My problem is that I agree with the right and the left! He is playing politics with the BP spill and not doing enough.
On playing politics. I cite section 1.3.4 of the Congressional Rules Book:
"A Congressmen is allowed to do and say whatever he likes to get elected." This section has recently been updated to include one exception. Section 1.3.4(a) now states: "A Congressman is not allowed to be so damn stupid as to expose his party to ridicule (See, Joe Barton (R-TX))." In Article II, Section 5 of the Constitution it says: "The President can use whatever power available to protect the country from Congressional malfeasance." This is the particular language that former President Bush and Vice President Cheney relied upon to do whatever they liked. So within the rules of Congress, the Constitution, politics, and common sense, playing politics is exactly what the President should be doing. I can't remember the last syllable coming out of a Republican on the issue of the energy bill that wasn't political. You play the cards you're dealt. The President was dealt a cataclysmic energy event. George Bush played 9/11 when he had an off day playing golf.
The president is not doing enough. I say this because it is true (but also to placate my Republican friends (I have a few!) who are going to be very upset with me for the above paragraph.) When the president makes the clarion call that we need to stop our addiction to oil, it sounds great for about 30 minutes, maybe a week. Regardless of your personal politics, any living, breathing, thinking person needs to ask: How and when? Perhaps renewable energy sources will get us to where we want to be in even 20 years. But this begs the question: What are we going to do in the next 20 years?
We live in a country where the automobile is interwoven through our lives. Cars are part of our identity. Many of us spend more time awake in our cars than with our families. NASCAR is the number one spectator sport in the USA. Any forced increase in the price of gasoline or any fuel comes right back to consumers and the more politically forceful agriculture lobby. Reducing our dependence on oil is a BIG cultural, infrastructure and technology hurdle to overcome.

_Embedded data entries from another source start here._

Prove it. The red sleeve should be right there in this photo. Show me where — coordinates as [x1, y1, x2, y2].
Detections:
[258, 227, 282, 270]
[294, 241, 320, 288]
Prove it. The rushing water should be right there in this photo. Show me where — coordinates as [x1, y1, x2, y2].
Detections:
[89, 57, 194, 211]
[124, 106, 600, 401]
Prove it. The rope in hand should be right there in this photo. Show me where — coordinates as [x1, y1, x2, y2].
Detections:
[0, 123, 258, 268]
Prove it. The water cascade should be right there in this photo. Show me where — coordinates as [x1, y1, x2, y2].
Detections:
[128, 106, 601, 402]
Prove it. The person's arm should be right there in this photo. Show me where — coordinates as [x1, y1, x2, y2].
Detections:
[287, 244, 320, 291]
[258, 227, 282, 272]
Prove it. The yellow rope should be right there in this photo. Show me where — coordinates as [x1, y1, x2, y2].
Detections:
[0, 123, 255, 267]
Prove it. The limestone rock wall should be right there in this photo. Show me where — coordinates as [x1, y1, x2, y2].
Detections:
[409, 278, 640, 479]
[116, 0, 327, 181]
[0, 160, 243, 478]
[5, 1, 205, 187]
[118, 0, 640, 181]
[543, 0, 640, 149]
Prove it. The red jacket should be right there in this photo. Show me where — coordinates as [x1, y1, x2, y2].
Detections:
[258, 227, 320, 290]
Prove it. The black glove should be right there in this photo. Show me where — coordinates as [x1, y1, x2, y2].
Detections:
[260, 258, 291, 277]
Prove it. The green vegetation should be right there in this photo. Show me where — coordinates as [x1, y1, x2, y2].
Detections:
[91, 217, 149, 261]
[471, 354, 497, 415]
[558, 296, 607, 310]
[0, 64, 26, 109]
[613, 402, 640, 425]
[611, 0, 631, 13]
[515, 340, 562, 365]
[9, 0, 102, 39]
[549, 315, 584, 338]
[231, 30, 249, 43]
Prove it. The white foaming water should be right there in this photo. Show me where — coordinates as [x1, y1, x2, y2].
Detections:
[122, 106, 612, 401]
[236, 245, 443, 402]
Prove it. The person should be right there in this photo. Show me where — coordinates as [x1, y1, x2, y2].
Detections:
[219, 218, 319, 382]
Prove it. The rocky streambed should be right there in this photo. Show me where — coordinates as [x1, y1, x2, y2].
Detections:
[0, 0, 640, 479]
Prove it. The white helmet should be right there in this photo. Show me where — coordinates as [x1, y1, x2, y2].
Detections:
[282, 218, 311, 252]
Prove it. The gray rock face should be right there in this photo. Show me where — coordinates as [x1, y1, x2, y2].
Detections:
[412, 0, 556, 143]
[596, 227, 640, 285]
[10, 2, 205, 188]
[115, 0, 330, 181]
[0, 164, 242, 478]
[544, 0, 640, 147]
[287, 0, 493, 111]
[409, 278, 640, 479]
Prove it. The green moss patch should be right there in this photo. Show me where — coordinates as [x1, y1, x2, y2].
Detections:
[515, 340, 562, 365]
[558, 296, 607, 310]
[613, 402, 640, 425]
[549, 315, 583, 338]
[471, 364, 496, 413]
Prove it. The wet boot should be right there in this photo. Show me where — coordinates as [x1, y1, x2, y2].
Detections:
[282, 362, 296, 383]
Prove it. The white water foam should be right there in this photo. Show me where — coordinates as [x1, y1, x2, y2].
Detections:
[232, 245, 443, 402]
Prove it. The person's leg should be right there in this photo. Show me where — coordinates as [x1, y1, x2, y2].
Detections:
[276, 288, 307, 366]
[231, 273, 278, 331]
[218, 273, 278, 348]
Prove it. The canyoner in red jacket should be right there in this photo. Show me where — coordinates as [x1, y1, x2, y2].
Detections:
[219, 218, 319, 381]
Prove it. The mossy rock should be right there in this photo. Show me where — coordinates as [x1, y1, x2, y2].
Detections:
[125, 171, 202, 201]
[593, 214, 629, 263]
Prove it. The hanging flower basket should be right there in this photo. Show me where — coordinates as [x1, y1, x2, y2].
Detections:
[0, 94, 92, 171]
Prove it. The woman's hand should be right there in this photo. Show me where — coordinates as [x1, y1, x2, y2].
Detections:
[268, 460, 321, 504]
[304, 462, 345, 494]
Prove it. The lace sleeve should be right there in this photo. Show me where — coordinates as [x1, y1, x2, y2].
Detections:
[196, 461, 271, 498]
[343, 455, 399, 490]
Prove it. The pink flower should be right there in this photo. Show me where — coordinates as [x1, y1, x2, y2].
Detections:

This gets me to the stepchild of fuels: natural gas. Natural gas doesn't fit into the utopia of renewable energy or clean nuclear. It does offer an achievable path today for alleviating our dependence on oil and coal. In the very near future, say 5 years, the US will be the number one exporter of gas in the world. We are the Saudi Arabia and Venezuela of natural gas. It is a mechanical process not a technological hurdle to switch trucks (e.g., postal, garbage, and short-haul), buses (e.g., commuter, tour, and school), and taxicabs to natural gas. Natural gas cars exist throughout the world even in California (e.g., Honda Civic). There are already numerous natural gas power plants in the US that are online, producing power today. Natural gas is not tomorrow: It is today!
So, yes I agree with the left and the right. The president needs to do more by giving us his vision of our energy future. Particularly, how and when we are going to reduce our addiction to oil. The president MUST play hardball politics with the spill. He needs to play the cards he was dealt.